Working closely with D.C. long-term care facility liaisons to coordinate voting with the Board of Elections, LCE specialists and city officials alike want to guarantee elderly citizens safe access to the polls amid the coronavirus pandemic.
“We’re making sure that we have a plan in place, and that we ask for their specific plans. Have the residents received their voter registration card? And then once the residents receive the ballots, how are the ballots distributed, how are the ballots collected? So each facility has shared with us that they have a plan in place,” said Christina Williams, a specialist in the LCE Office of the DC Long-Term Care Ombudsman.
Residents received voter registration cards in the August-September time frame.
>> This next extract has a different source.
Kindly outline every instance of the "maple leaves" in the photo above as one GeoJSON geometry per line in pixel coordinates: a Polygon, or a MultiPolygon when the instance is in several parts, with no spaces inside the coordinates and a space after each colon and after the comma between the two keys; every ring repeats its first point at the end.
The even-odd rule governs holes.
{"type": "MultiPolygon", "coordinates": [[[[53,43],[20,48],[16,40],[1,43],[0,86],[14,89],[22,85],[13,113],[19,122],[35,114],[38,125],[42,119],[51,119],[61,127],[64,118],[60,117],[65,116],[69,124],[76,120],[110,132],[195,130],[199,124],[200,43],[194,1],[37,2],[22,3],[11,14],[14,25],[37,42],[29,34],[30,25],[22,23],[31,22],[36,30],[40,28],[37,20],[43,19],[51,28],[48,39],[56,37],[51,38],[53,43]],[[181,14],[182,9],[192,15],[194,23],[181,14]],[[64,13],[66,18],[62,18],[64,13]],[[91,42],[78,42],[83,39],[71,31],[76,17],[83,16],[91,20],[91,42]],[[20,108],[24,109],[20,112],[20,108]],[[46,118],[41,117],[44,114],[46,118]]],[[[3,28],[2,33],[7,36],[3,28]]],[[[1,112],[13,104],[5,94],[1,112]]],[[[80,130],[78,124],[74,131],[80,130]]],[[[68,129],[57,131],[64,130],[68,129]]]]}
For those who did not receive, long-term care facility liaisons have reached out to the D.C. Board of Elections to receive cards for those individuals, assist them in completing their cards, and sending the information back into the agency.
Thomas Floyd, social worker for the Carroll Manor nursing and rehabilitation center in the District, is working with colleagues to facilitate safe ballot drop-offs to the elections board.
“The Board of Elections actually came and picked up those registrations and confirmed those people who still need ballots for this election. so we’ve done that piece, and we’re actually waiting for the ballots to be received some time in October, is what we were told,” Floyd said.
The long-term care facility is not experiencing any issues in planning their voting process in the over 200 bed residence, as he is the point of contact with the Board of Elections to transfer physical paperwork and ballots to representatives due to COVID-19 restrictions.
As of now, LCE specialists find most long-term care facilities across the District to be active in securing proper voting plans for their elderly residents in this year’s election.
“I have been reaching out to the facilities fairly regularly to see if there is any training going on, on voting, to see if there’s anything I can assist with for voting, just those little check-in points and they all seem to be doing very well from Northwest to Southeast and all in between,” Williams said.